Particle looking 'more and more' like Higgs: scientists

Higgs Boson scientists may be just a step away from their 'eureka' moment!
Physicists have announced that the subatomic particle discovered at CERN last year is looking more and more like the elusive 'God Particle' Higgs boson which could explain why matter has mass.
Scientists speaking at the Moriond conference in La Thuile, Italy, however, said yesterday that more analysis is still required before a definitive statement can be made.
The key to a positive identification of the particle is a detailed analysis of its properties and the way that it interacts with other particles, European Organisation for Nuclear Research (CERN) said in a statement.

Since the announcement last July, much more data has been analysed, and these properties are becoming clearer.
"The key property that will allow us to say whether or not it is a Higgs particle is called spin," scientists said.
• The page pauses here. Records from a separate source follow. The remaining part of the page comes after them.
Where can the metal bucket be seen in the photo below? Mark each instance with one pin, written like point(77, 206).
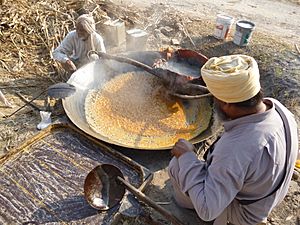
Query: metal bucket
point(95, 74)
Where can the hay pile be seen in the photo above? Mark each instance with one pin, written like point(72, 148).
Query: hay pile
point(30, 30)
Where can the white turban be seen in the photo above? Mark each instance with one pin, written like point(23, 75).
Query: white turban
point(233, 78)
point(88, 23)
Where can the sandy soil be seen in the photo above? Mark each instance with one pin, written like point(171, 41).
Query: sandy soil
point(279, 18)
point(272, 45)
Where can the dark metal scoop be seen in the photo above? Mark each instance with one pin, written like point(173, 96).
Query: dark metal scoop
point(101, 189)
point(96, 185)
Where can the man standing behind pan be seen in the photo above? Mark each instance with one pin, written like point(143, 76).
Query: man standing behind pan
point(72, 52)
point(248, 171)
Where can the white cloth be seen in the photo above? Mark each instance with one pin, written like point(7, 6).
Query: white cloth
point(75, 49)
point(233, 78)
point(247, 163)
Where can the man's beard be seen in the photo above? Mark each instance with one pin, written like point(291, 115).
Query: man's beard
point(219, 115)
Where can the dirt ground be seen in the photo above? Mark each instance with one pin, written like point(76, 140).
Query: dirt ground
point(273, 45)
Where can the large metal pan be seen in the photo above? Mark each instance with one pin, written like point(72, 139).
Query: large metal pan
point(95, 74)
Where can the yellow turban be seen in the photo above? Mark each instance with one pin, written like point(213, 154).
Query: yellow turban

"If this particle has spin-zero, then it is a Higgs particle. If not, then it is something different, possibly linked to the way gravity works," they said.
Scientists said all the analysis conducted so far strongly indicates spin-zero, but is not yet able to rule out entirely the possibility that the particle has spin-two.
"Until we can confidently tie down the particle's spin, the particle will remain Higgs-like. Only when we know that is has spin-zero will we be able to call it a Higgs," said CERN Research Director Sergio Bertolucci.

Even then, the work will be far from over, researchers said.
If the new particle is a Higgs, it could be the Higgs as predicted in the 1960s, which would complete the Standard Model of particle physics, or it could be a more exotic particle that would lead us beyond the Standard Model.
The stakes are high. The Standard Model accounts for all the visible matter in the Universe, including the stuff that we are made of, but it does not account for the 96 per cent of the Universe that is invisible to us - the dark universe.
Finding out what kind of Higgs it is will rely on carefully measuring the particle's interactions with other particles, and that may take several years to resolve.